When the Flowers Mold
Ah, that moment. You know the one. When you lean down to take a big whiff of those memory-laden roses, and you’re slapped in the face with a gruesome and unfriendly scent. You’re immediately tossed into one of two responses. One response is to rush to the cabinet and grab the plastic wrap. These flowers are going to stay on your table until the day you die. Even if you have to quarantine your table, they will decompose there.
Or, the moment the first stem turns a tad limp, you grab those flowers up and start nailing them to any breezeless area in your house. Spray them with dust protectant and artificial rose scent, and then begin guard duty. Taser and remote for you. Shock collars for the rest of the unsuspecting souls who creep unknowingly in your crazed presence.
Crazy? Sure. But what if we were to replace the “flowers” with our past? Memories of old habits, music, places. All of these could be beautiful like music that reminds you of a special time or reignites a feeling you carried at one point. Or it could be a place you graced during a season in your life.
None of these are bad things. In fact memories are incredible things. But what happens when our memories are the very things that hinder us from moving forward?
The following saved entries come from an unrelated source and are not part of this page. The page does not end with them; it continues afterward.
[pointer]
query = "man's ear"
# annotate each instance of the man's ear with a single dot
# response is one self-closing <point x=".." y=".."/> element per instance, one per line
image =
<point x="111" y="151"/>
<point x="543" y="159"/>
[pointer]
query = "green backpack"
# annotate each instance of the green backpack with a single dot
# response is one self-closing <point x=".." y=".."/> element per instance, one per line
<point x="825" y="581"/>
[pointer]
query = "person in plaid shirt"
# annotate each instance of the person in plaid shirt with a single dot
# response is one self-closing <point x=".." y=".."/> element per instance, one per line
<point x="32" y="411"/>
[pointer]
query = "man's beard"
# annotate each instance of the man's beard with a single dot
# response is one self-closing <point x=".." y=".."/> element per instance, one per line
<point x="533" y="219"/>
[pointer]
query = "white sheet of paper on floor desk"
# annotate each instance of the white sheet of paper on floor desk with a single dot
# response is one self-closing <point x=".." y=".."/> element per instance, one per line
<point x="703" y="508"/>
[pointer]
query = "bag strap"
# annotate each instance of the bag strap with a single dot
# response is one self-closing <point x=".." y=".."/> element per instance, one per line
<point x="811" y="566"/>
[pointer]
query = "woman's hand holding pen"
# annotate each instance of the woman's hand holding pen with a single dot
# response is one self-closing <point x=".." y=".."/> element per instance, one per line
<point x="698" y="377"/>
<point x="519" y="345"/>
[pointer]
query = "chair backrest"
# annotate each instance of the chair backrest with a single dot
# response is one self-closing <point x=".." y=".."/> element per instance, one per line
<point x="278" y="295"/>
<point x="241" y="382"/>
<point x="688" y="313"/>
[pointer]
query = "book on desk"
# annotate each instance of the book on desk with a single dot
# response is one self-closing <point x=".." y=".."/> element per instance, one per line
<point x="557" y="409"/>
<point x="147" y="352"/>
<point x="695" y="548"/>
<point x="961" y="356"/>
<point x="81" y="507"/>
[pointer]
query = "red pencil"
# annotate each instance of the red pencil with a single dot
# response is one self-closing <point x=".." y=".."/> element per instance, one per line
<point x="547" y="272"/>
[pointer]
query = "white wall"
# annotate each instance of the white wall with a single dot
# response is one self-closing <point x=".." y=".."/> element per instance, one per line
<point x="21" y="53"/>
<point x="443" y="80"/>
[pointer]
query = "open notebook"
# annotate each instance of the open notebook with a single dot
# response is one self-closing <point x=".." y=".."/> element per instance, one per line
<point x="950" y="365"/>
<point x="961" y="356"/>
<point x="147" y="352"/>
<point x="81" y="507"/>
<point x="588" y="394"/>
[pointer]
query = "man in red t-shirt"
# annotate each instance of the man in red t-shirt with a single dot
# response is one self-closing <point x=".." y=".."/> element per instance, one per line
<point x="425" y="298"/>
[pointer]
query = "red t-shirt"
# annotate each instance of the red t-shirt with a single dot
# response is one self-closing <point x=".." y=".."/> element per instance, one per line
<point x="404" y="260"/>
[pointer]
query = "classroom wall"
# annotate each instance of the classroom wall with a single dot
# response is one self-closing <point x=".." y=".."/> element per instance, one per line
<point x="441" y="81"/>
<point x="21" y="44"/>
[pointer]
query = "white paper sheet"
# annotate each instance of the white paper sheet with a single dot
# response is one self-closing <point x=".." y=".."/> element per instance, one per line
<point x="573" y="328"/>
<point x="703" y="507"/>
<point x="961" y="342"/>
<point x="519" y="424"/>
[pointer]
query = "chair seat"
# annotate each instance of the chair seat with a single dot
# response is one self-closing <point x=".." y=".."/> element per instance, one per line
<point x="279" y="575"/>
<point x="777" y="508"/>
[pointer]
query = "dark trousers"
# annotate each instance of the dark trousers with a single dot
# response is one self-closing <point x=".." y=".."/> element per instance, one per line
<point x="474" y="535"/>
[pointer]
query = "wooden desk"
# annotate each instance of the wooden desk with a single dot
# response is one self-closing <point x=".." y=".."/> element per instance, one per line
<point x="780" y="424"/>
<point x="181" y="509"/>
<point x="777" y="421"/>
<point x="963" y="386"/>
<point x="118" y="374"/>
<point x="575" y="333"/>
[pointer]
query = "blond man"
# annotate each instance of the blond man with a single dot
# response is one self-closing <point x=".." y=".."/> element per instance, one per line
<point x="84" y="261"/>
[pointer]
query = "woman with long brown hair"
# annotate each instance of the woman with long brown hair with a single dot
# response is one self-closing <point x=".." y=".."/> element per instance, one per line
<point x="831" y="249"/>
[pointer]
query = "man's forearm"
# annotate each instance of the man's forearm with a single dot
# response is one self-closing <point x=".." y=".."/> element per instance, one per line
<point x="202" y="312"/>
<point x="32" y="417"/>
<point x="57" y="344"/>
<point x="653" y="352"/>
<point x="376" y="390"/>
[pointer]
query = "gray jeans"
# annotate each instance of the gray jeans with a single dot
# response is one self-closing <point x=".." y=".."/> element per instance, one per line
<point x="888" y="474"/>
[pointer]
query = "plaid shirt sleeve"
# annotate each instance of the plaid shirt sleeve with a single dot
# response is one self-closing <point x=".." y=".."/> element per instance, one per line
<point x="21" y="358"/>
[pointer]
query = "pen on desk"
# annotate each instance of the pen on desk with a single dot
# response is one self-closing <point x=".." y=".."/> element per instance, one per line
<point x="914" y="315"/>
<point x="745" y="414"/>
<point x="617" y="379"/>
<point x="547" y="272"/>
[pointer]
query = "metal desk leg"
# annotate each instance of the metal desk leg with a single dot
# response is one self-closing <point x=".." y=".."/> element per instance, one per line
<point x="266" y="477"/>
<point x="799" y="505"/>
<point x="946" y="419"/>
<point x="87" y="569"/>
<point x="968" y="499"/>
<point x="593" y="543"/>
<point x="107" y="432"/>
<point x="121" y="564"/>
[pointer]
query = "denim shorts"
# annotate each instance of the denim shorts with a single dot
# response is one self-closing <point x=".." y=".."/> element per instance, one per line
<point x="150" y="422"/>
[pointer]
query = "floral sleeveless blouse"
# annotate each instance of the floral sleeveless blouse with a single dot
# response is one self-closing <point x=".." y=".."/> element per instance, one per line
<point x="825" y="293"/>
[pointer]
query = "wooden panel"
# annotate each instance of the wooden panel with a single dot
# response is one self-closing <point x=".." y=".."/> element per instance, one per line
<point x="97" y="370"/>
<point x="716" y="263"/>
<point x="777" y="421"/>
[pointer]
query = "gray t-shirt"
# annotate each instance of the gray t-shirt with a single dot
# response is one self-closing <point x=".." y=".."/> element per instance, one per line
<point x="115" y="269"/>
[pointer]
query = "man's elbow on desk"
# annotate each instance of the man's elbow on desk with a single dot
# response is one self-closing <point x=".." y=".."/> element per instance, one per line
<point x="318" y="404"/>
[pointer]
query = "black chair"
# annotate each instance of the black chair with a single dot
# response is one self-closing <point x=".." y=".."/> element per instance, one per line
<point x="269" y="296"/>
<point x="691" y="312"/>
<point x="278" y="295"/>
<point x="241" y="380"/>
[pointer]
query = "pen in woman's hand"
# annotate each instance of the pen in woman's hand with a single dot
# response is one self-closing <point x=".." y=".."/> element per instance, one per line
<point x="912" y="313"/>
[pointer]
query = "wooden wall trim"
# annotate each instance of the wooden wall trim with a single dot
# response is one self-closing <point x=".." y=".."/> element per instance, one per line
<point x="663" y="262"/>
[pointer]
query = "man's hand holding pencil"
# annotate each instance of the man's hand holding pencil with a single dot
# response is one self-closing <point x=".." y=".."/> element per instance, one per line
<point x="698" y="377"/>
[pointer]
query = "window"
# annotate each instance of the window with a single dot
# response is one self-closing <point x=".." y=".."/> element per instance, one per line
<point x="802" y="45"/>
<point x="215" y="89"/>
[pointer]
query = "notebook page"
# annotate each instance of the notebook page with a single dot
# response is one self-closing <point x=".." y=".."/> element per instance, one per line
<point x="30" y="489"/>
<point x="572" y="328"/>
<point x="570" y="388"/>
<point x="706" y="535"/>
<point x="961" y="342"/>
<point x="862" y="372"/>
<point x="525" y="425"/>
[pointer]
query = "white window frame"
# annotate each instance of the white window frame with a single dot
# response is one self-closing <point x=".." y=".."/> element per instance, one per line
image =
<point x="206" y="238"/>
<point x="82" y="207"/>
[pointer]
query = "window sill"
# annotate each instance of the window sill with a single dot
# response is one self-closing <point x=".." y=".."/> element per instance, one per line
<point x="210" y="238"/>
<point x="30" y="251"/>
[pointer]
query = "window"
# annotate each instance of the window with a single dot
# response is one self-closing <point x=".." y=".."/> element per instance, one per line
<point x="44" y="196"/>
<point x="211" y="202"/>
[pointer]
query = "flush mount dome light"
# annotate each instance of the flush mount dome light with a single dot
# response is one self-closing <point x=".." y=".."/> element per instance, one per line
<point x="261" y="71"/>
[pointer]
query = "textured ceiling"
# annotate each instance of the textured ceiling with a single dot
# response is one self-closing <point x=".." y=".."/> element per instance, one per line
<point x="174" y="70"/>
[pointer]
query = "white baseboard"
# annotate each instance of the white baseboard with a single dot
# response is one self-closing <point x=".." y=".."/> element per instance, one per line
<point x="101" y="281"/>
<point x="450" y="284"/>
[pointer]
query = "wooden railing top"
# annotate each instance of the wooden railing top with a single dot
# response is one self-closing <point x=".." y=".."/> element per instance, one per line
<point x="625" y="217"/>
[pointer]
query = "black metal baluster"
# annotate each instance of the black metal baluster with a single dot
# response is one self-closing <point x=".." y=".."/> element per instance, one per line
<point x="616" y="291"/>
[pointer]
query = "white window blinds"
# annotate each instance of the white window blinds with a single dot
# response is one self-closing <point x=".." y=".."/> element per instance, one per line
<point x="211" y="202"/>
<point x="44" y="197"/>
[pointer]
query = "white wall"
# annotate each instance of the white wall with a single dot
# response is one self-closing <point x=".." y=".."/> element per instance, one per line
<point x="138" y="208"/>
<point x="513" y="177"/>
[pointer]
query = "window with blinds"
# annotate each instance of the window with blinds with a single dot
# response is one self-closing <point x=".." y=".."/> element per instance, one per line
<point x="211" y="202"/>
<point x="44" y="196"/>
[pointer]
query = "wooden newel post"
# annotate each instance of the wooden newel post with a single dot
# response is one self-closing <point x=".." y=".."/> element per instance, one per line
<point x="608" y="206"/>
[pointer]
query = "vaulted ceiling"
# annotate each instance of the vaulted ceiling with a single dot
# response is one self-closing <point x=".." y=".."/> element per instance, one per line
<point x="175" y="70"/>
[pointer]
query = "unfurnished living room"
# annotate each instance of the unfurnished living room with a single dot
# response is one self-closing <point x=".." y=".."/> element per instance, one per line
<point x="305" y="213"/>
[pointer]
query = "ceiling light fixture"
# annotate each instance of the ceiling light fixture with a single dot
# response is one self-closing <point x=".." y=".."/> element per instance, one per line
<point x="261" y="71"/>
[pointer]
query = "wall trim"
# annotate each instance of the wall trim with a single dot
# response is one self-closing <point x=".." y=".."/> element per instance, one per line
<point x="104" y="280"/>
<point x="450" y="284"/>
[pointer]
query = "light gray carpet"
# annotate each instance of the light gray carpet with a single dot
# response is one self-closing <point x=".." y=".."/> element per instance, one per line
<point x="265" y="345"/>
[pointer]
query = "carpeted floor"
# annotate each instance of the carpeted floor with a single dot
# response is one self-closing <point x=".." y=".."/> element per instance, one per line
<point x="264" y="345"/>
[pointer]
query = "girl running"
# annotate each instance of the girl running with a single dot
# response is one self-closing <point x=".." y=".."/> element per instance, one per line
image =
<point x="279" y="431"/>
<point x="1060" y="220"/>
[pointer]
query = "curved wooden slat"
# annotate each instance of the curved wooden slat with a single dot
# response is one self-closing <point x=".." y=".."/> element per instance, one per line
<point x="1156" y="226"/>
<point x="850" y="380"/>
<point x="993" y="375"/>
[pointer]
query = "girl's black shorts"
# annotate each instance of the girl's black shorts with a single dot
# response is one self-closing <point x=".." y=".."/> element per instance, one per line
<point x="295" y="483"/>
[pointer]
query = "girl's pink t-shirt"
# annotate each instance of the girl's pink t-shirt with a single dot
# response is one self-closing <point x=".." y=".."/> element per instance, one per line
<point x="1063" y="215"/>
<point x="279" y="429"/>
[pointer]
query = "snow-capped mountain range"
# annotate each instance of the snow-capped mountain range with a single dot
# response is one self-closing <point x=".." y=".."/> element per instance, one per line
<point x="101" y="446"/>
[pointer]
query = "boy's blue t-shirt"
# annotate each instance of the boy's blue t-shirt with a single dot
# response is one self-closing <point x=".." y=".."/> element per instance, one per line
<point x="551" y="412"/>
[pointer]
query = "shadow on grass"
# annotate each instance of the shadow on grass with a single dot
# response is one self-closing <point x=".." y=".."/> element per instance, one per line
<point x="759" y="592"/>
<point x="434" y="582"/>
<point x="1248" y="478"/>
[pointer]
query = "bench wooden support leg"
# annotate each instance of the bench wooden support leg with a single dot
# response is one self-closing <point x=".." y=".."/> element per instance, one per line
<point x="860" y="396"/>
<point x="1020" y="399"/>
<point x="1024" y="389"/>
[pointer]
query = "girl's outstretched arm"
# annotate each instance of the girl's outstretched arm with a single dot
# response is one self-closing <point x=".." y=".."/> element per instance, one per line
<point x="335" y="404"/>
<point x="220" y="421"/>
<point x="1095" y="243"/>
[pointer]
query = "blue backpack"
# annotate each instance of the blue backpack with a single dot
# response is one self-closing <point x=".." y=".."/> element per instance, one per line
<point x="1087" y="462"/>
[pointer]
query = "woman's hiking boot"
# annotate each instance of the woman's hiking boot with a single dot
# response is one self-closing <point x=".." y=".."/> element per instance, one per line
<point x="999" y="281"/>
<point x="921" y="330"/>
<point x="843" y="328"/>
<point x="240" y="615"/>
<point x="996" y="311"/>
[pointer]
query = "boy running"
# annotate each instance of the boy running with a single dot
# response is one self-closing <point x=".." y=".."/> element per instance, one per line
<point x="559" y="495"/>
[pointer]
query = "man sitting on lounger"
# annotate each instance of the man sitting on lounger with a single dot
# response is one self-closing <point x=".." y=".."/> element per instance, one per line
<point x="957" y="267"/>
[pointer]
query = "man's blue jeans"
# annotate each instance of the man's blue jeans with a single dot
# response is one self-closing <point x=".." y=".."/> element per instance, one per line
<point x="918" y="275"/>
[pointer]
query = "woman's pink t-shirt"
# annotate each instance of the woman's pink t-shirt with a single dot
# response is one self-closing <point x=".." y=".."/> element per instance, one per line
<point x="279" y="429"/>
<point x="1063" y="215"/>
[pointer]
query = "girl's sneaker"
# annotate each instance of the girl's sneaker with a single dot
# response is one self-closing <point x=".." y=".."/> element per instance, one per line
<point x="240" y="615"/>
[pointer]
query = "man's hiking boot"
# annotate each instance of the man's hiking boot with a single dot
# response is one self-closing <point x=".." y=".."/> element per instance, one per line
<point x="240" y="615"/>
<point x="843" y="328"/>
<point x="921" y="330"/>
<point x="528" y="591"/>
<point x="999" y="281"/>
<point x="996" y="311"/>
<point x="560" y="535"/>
Why is it I continuously attempt to listen to that band that brings all these memories? Not bad, but just enough to keep that wound open and slightly raw. This isn’t a confessional. It’s more of a “V8″ moment. What am I doing? Better yet, why?
Why do we enjoy torturing ourselves with things of old when we claim to be moving forward? The Bible puts it like this in Matthew 9:17, “Nor do they put new wine into old wineskins, or else the wineskins break, the wine is spilled, and the wineskins are ruined. But they put new wine into new wineskins, and both are preserved” (NKJV).
We say we want a new start—to change the way we do things. We want people to see us differently, but can we handle this newness? Are we ready and capable of holding this “new wine?”
If so, then why have we “preserved” our memories? Hung them in random places in our lives. Protected them. Defended them. Sprayed them to keep them fresh.
If we truly want to move forward, we must separate ourselves from the things that are wearing us out.
For me, this could come as easy as deleting a band from my iTunes. For you, maybe it’s a newsfeed you can’t seem to hide, or a picture that randomly appears on your computer screen.
Let’s be done with this moldy, fragile bag. Let’s toss the crunchy, plastic wrapped flowers of our past and reach for the new wineskins. Let’s move on.